Quiet daily competence, with high stakes and total concentration. A recent sample from the skies over Dulles Airport.
The purpose of this post is to let you hear a sample of the real-life workings of airline professionals, as they respond to what could have been a dangerous situation—and fortunately wasn’t. It’s a theme I’ve mentioned many times before, including here and here.
The 11 minutes and 45 seconds of the audio clip capture transmissions around Dulles airport this past Thursday, January 27, shortly after noon.¹ Through the first eight minutes, you’ll hear a female controller working Dulles approach. These approach controllers guide planes just after they take off from Dulles (or nearby small airports like Leesburg), and just before they land.
Through the remaining time you hear a male controller from Dulles tower. Tower controllers give pilots “cleared for takeoff” instructions and direct them during the first stages of the climb away from the runway. Then they pass responsibility to the next controllers, called “approach” or “departure” depending which way the plane is going. Tower also clears planes for landing, and instructs them through the last minute or so before they touch down.
The minutes you’ll hear on the clip roughly match the plane’s journey along the red-line path, which it flew in a clockwise direction.
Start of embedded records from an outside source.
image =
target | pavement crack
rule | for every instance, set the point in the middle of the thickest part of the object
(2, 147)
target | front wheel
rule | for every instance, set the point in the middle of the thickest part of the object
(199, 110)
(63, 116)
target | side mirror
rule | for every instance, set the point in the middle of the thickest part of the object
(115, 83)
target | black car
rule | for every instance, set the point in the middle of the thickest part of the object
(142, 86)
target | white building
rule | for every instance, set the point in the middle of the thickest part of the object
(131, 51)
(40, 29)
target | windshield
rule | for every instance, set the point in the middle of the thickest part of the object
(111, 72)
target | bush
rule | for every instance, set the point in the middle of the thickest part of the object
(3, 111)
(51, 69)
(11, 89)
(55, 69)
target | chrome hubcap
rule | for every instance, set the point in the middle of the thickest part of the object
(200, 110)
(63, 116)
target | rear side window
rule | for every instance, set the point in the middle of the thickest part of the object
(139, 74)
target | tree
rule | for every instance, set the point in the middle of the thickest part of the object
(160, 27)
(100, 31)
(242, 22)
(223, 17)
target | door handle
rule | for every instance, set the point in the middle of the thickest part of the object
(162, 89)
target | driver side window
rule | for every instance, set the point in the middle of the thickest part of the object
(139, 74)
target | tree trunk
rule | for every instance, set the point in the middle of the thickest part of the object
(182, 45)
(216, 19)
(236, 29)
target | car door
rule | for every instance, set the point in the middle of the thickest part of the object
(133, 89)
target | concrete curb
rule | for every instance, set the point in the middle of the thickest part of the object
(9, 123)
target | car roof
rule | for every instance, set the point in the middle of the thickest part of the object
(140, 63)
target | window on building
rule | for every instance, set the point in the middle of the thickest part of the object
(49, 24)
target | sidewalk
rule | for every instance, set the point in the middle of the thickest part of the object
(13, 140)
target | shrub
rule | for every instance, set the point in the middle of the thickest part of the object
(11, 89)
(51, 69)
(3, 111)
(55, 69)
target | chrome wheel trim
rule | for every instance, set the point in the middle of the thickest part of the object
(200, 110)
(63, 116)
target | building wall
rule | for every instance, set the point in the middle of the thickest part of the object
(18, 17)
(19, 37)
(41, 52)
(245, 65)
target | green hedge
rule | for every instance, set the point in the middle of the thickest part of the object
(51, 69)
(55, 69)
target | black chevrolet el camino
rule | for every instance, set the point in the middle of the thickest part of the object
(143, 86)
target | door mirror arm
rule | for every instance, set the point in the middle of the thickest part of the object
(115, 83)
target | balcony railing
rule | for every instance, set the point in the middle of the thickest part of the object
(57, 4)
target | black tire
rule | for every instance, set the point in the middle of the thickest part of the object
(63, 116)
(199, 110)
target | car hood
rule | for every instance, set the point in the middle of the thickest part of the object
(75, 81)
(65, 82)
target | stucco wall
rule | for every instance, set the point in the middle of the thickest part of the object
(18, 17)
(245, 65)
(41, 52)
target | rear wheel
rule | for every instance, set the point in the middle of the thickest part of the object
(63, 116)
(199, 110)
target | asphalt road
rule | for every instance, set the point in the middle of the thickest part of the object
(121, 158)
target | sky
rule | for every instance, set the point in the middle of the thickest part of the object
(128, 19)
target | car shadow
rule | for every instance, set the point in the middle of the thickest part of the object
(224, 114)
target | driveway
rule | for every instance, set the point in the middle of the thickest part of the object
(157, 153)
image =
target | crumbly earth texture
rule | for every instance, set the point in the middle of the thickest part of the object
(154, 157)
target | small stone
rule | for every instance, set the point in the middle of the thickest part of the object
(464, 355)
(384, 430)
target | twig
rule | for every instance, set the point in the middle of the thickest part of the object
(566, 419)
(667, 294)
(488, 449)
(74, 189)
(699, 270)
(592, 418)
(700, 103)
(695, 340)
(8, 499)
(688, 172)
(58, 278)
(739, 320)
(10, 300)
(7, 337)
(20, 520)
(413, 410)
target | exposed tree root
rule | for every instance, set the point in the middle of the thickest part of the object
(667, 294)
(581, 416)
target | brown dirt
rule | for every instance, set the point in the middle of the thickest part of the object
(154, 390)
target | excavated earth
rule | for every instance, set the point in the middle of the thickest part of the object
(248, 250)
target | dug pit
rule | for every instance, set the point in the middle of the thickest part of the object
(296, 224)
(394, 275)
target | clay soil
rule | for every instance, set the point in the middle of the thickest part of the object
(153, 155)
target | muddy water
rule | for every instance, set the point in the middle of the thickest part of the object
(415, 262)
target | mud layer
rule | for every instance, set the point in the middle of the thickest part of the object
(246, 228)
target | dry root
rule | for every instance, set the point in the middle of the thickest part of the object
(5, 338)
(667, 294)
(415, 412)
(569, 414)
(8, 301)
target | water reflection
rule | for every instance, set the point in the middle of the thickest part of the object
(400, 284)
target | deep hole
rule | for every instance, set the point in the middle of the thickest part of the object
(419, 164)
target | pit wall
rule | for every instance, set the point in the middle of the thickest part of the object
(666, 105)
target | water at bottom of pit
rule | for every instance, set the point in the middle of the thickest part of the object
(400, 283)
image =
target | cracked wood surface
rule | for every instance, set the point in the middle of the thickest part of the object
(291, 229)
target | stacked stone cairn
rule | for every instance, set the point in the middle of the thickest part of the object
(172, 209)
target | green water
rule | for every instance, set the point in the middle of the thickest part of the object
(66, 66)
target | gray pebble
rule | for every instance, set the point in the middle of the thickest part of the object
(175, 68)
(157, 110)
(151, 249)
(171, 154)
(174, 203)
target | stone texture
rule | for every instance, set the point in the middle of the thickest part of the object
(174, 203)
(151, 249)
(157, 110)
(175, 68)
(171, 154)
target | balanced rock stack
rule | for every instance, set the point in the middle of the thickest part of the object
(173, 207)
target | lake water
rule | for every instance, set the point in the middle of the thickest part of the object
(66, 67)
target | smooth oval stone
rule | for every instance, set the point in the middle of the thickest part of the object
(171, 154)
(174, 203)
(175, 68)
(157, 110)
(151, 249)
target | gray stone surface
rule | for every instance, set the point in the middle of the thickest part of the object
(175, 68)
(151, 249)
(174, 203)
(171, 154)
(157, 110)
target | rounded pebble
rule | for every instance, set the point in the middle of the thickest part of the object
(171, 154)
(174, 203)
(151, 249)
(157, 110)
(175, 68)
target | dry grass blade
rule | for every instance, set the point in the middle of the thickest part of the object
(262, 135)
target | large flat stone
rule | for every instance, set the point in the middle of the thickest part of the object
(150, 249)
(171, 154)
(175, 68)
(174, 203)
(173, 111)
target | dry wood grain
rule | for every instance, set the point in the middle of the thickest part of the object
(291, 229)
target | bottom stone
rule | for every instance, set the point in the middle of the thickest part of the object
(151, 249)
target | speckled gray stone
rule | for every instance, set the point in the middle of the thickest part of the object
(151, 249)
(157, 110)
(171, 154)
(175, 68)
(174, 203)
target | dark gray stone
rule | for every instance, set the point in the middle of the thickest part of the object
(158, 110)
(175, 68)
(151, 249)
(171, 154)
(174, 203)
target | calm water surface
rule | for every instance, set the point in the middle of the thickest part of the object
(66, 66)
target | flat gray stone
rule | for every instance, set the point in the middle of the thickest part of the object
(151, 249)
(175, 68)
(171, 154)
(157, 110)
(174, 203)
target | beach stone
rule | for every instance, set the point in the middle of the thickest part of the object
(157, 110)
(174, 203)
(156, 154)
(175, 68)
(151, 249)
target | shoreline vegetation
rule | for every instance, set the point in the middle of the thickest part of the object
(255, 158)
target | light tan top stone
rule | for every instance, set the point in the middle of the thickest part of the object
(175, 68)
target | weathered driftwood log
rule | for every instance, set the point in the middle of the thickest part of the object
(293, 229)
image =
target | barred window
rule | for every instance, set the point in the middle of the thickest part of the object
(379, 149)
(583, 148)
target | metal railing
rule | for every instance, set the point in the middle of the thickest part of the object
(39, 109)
I’m including a wider-view version of the map for orientation:
The summary of what happens is:
Let’s go to the tape.
Here are some guides to what you’ll hear, in the 11:45 segment above.
—For the first 30 seconds, the approach controller is handling routine traffic in and out. This is how things normally sound, and gives an idea of how much controllers must keep track of.
—Around time 0:30, you first hear “SkyWest 3857” check in. The pilot calmly says, “We’ve got a mechanical situation here…”
—Around 0:55, after dealing with some other planes, the controller asks, “Do you need any assistance?” You’ll hear the back and forth over the next minute, and then some silence until around 2:00.
—Around time 2:30, the controller starts directing (“vectoring”) the plane on its sequence of right-hand turns back to Dulles. You’ll notice throughout this clip the way she and her counterpart at Dulles tower deal with this plane’s problems while keeping track of the many other flights.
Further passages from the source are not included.